Forward citations to a set of patents grouped by assignee and classification
Another method of landscaping is to see what other assignees or inventors cite certain patents. This example aggregates the forward citations to "Standard Oil Co". View in BigQuery.
Automated patent landscaping
Included in our GitHub repository is an example implementation of Automated Patent Landscaping (Abood, Feltenberger, 2016), a semi-supervised machine learning methodology that can be used to find patents related to any topic for which you can find a representative seed set of patents. Our implementation uses Long Short-Term Memory (LSTM) artificial neural networks and a pre-built word2vec word embedding model trained on ~6 million patent abstracts. Please take a look at this Jupyter notebook to guide you through the process of creating a sample patent landscape using hair dryer patents as a seed set.
Patent offices around the world support both researchers and industry with their data products. The European Patent Office (EPO) collects the trusted backbone of worldwide patent information, the United States Patent and Trademark Office (USPTO) Office of the Chief Economist provides many valuable datasets that we have included, and the USPTO, EPO and other offices continue to open up their data with new public APIs and downloads. These datasets are then improved, cleaned and extended: ultimately, they become commercial or research products, which go on to help the patent system. Without their work to make datasets more widely available, and the work of many others, the Google Patents Public Datasets project would not have been possible.

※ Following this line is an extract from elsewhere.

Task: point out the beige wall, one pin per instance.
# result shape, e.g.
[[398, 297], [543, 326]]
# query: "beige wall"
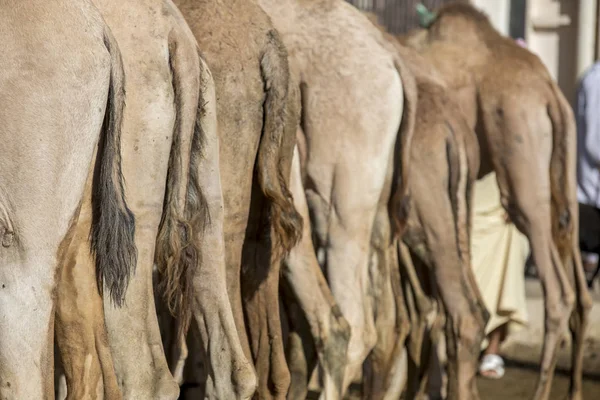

BigQuery for Data Providers
For data providers, BigQuery is a unique way to sell data in an instantly useful format to customers. The typical options for data distribution are either in bulk format through CSV/XML downloads, or through a web interface, but both have downsides. Bulk formats allow flexibility at the expense of the customer programming and maintaining their own databases, while web interfaces are easy to access, but cannot easily be extended with new paid or private sources of data, and have a fixed set of possible ways to query and display the data. Now customers can get the same flexibility of a database with the easy access of a web interface to connect private data and display it in dashboards and other visualization tools.
The flexibility and improved usability of patent data in BigQuery helps users arrive at an answer faster, with less redundant data cleanup, normalization, and update work. Researchers can use it to share access to the data they've collected and make it reproducible, companies can join data against their internal records, tool providers can more easily integrate many different data sources, and data providers can focus on selling the best value-added data directly to a wider range of customers in a usable format.